Cloud-native architecture

What we built

Cloud migration so often means "limited in the same way but now on a managed VM".

This fulfilled the promise of abstraction and elasticity. Every asset in the archive became instantly available, searchable, and access-controlled, at genuinely unlimited scale.

Ingestion and migration

A custom Node.js orchestration service managed the transfer from local storage to cloud object storage, handling checksummed multipart uploads, triggering transcoding workflows for thumbnail and mezzanine generation, and managing the queue of assets awaiting migration. The entire historical archive was migrated off magnetic tape, using spare capacity in the legacy retrieval system to avoid disrupting live operations. The deployment, updating and configuration of these on-prem workers was managed through the service-provider management console.

Storage and metadata

We chose a NoSQL document store as the canonical data layer. This decision was driven by three scaling constraints: the schema was still being discovered through delivery and could not be pinned down in advance; write loads were extremely bursty, concentrated in the 24-48 hours after each race weekend; and our target was constant-time access to any individual asset and its metadata at any future scale.
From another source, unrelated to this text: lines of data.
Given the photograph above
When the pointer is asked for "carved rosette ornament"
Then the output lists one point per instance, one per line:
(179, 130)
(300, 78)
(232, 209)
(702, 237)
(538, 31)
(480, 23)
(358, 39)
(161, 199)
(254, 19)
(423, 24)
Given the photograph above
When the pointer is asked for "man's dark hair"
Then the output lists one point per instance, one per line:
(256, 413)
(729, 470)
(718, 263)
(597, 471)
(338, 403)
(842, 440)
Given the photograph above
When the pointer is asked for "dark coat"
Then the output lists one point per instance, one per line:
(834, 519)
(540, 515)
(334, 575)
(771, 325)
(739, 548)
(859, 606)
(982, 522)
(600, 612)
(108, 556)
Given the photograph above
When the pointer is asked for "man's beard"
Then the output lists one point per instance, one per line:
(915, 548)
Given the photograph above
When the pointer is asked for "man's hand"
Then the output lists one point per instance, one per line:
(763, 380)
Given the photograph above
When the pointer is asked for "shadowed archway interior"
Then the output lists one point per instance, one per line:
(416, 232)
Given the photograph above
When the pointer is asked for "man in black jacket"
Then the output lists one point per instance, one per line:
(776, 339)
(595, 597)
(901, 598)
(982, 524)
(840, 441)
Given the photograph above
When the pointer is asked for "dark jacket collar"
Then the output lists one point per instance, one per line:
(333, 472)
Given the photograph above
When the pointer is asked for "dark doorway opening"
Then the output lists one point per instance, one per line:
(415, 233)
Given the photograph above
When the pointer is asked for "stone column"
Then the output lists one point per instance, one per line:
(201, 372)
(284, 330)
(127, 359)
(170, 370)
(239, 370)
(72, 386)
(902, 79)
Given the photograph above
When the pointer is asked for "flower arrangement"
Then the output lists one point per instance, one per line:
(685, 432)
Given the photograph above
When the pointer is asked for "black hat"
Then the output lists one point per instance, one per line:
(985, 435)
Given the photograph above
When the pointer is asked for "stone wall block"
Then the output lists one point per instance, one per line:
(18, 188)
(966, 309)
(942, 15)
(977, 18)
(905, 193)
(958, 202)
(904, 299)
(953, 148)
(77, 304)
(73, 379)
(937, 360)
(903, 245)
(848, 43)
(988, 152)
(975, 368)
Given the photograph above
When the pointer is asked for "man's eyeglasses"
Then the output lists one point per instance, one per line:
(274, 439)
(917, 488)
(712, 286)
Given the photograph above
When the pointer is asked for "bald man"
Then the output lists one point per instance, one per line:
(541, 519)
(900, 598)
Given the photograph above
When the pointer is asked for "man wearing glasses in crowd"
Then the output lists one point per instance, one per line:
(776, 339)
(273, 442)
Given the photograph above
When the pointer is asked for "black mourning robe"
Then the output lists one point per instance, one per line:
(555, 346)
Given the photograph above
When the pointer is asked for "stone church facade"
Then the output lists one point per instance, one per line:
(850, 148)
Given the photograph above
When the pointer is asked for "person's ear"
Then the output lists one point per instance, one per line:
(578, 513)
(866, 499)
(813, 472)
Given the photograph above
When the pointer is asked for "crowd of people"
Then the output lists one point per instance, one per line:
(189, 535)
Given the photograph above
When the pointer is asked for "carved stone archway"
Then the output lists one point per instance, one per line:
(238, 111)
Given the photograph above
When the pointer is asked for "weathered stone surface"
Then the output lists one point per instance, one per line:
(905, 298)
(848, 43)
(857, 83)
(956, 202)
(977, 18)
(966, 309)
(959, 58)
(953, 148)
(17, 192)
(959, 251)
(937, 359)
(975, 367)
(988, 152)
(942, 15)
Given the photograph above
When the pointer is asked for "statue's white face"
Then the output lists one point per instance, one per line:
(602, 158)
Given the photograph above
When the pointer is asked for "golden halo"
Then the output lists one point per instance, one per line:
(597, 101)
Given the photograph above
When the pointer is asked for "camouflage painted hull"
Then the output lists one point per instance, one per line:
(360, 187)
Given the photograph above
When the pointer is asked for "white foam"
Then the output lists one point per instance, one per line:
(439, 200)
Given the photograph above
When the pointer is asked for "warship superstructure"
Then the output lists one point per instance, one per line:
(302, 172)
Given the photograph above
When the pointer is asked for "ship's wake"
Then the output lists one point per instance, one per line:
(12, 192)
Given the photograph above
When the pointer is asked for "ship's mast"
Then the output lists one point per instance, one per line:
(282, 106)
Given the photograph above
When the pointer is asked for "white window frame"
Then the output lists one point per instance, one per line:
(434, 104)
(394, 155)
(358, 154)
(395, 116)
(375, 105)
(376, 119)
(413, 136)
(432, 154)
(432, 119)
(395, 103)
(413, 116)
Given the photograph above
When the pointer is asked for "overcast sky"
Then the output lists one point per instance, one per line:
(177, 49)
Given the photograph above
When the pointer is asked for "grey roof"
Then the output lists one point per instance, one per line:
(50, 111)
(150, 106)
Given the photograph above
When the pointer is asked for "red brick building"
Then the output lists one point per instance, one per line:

A serverless pipeline of queues and functions transformed legacy metadata into structured records and maintained synchronisation between the document store and a dedicated search cluster which supported the complex but well-known server-bound BAU operations. The foundation of the archive remains infinitely scalable for other client applications.

Search and discovery

A search cluster provided sub-second full-text and faceted search across the entire archive. A GraphQL API shaped query responses precisely to the needs of the front-end application, eliminating round-trip overhead. The React application provided rapid UI-based filtering by driver, circuit, year, camera source, content type, and broadcast format, functionality that previously required manual metadata trawling and days of physical tape retrieval.

The permissions solution

We resolved the circular dependency by going below the search cluster's abstraction layer to its underlying engine: Apache Lucene. Within a serverless function, we instantiated Lucene as an in-process class, indexed the incoming asset's metadata into that ephemeral instance, and evaluated every group permission query against it. If a query returned a non-zero relevance score, the asset was visible to that group.

We computed the full set of permitted groups before the asset ever reached the production search cluster, which received only fully-permissioned records. This eliminated the circular dependency entirely, with no batch reprocessing and no eventual-consistency risk.

Access control at the edge

User authentication was federated across two cloud identity platforms, with group memberships encoded into authentication tokens. An edge function on the content distribution network checked each asset request against the document store using a primary-key lookup, a constant-time operation. Asset-level access control ran at the same speed regardless of whether the archive contained ten thousand or ten million items. The system could serve permissioned content to any number of concurrent users, anywhere in the world, with no bottleneck.

Tiered storage management

The application provided editorial teams with self-service controls over storage tiers. Master files could be sent to deep archival storage to reduce cost, while lower-resolution copies remained immediately available. Editors could request temporary restoration of full-resolution masters, with automatic return to archival storage after a defined period.